# dbt Flink Adapter
[![Python Version](https://img.shields.io/badge/python-3.8-blue.svg)](https://github.com/getindata/dbt-flink-adapter)
[![License](https://img.shields.io/badge/license-Apache%202.0-blue.svg)](https://opensource.org/licenses/Apache-2.0)
[![SemVer](https://img.shields.io/badge/semver-2.0.0-green)](https://semver.org/)
[![PyPI version](https://badge.fury.io/py/dbt-flink-adapter.svg)](https://badge.fury.io/py/dbt-flink-adapter)
[![Downloads](https://pepy.tech/badge/dbt-flink-adapter)](https://pepy.tech/badge/dbt-flink-adapter)

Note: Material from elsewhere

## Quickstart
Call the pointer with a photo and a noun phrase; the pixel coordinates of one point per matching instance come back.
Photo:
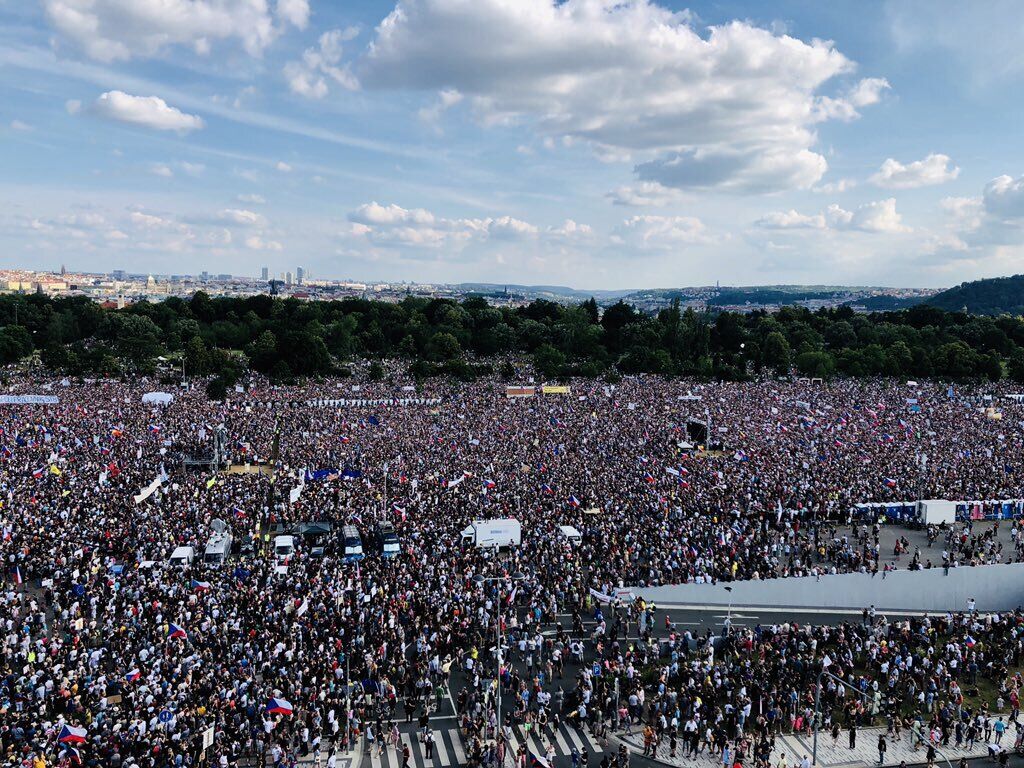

This is an MVP of dbt Flink Adapter. It allows materializing of dbt models as Flink cluster streaming pipelines and batch jobs.
Check out our [blogpost about dbt-flink-adapter with tutorial](https://getindata.com/blog/dbt-run-real-time-analytics-on-apache-flink-announcing-the-dbt-flink-adapter/)
## Prerequisites
* Flink 1.16+ with Flink SQL Gateway
* Python 3.8+ with pip
* (Optionally) venv
## Setup
This adapter is connecting to Flink SQL Gateway which is not started in Flink by default.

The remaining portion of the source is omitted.